The report reveals the following trends:

  • Proportionally a third of women (30.4%) in the charity sector earn less than the real Living Wage compared to just a fifth (21%) of men. This is higher than the UK average across sectors (27% women in low paid work) despite women making up the majority (65%) of the workforce in the sector. Overall, almost three quarters (73%) of low-paid charity sector workers are women.
  • People from BAME backgrounds are particularly affected by low pay, with very high numbers of (62%) ‘Other Asian Background’ and (30%) Black/African/Caribbean/Black British respondents, reporting that they earn below the Living Wage. Overall a lower percentage (8%) of low paid workers in the charity sector are from BAME backgrounds, compared to the wider workforce (12%), but this may stem from under-representation.
  • Charity workers below the age of 25 are much more likely to experience low pay, with more than half (52.4%) of those between 20 and 24 earning below the real Living Wage, although this does compare favourably with the workforce as a whole (58.4%).
  • Part-time workers are more likely to be affected by low pay (42.7%) compared to just under a fifth (19%) of full-time workers in the charity sector.
  • Smaller charities are more likely to pay below the Living Wage, with majority of low paid employees (77.2%) working for charities with less than 50 employees; higher than in the wider economy (62.3%).

 

"Over 800 charities have already signed up as Living Wage Employers and we look forward to working with funders, commissioners and charity employers to highlight the benefits of investing in responsible wages."

Katherine Chapman
Director,
Living Wage Foundation

Katherine Chapman, Director of the Living Wage Foundation, said:

“This report shows that low pay remains a real challenge across the charity sector, with stark revelations as to demographics of those most likely to be worst affected.
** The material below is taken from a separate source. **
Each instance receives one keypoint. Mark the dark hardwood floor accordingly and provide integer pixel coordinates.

A collaborative approach from thousands of charities and funders is needed, to ensure that those working for charities can earn a wage that meets the cost of living. The good news is that over 800 charities have already signed up as Living Wage Employers and we look forward to working with funders, commissioners and charity employers to highlight the benefits of investing in responsible wages; such as increased morale, motivation, staff retention and reduced absenteeism.”

"We need to work together, and do right by our workers, ensuring all charities reliant on their grants are able to pay the real Living Wage.”

John Hume
Chief Executive,
People's Health Trust

John Hume, Chief Executive of the People’s Health Trust said:

“To even contemplate ending low pay in the charity sector, not only do we need charities to work towards paying their staff a real Living Wage, but we need funders and commissioners to commit to paying the real Living Wage through grants and contracts they award to charities. It is not always an easy conversation to have. With an increasingly uncertain economic climate, we know many are operating with ever-tighter budgets, but we still need to act. We need to work together, and do right by our workers, ensuring all charities reliant on their grants are able to pay the real Living Wage.”

Sir Stuart Etherington, Chief Executive of NCVO said:

“There is a clear moral, economic and business case for increasing the wages of the lowest paid. Today’s report reminds us that investing in people not only improves their own wellbeing but can also improve organisations’ ability to attract, motivate and retain great staff. I know times are tough for many charities, but we are making good progress, with over eight hundred accredited Living Wage employers in our sector. Wherever possible, I would encourage charities to consider becoming living wage employers. One of the drivers of low pay in the voluntary sector is the terms and fees for public service contracts. NCVO has called for contracts that enable providers to pay their staff the Living Wage.”